I stride toward her, but she puts out a hand to stop me. She blinks, and I get the feeling she's trying to stem the flow of tears before they fall. "I've--" she bites her bottom lip and shakes her head. "No. We have decided to--"

"I know," I say, hoping my voice sounds as kind as I mean for it to sound.

Mara gapes. Her fingers go to her pin. "You do?"

"Yeah," I shake my head. "Had a feeling that would be your choice."
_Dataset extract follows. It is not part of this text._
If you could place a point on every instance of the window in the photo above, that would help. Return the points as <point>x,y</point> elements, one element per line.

A tear runs down her cheek which she hurries to wipe away. "And you?" She takes a step toward me, breaching the gap between us, doing something I should have done days ago. Thirteen and more adult than I was, stronger than I was.

I turn around and take in a deep breath, let the fragrance of my surroundings fill me up. "I don't think I have a choice." Mara sidles up to me. "Honestly?" I reach out and this time, let my hand land on her head. I give her hair a little ruffle and sigh. "I think my choice was made for me the moment Dove aimed that gun."

Mara nods. "Did you love him?"

This was a question I'd obsessed over since David's death. If I said I didn't love him, it would make me look like an asshole, feel like one too. But the truth was, I hadn't been able to properly define my feelings for him before Dove had shot a bullet into his gut.

Settling on the only answer I knew to be true, I say, "Don't know." I shrug, attempting to stifle back the tightening in my chest. "I cared about him sure. Much like I carry about all of you." Mara raises her eyebrows. "Yes," I say, grinning. "Even Marava."

Suddenly, my mouth goes dry, the words I want to say a jumbled mess of nonsense. I try to piece them into something coherent. "I...knew him," I continue. "In a way that you guys hadn't. And--" I ball my hand into a fist. "And nowadays, I feel like I'm suffocating under the weight of his--" my voice trembles and cracks, "death."

I slap a self-deprecating smile to my face and snort. "Under the weight of everything, actually. Each corpse. Every single decision. From the moment I stepped outside of the Facility, I've felt everything pressing down on me."

More tears trek down Mara's face so I give her a little nudge. She didn't need to shed tears for me when I was capable of doing that myself. "I breathe the air because I know I need it to exist, but every time, my breaths feel a little more shallow. I'm left gasping." I drop my head. "Everything's so, so hard."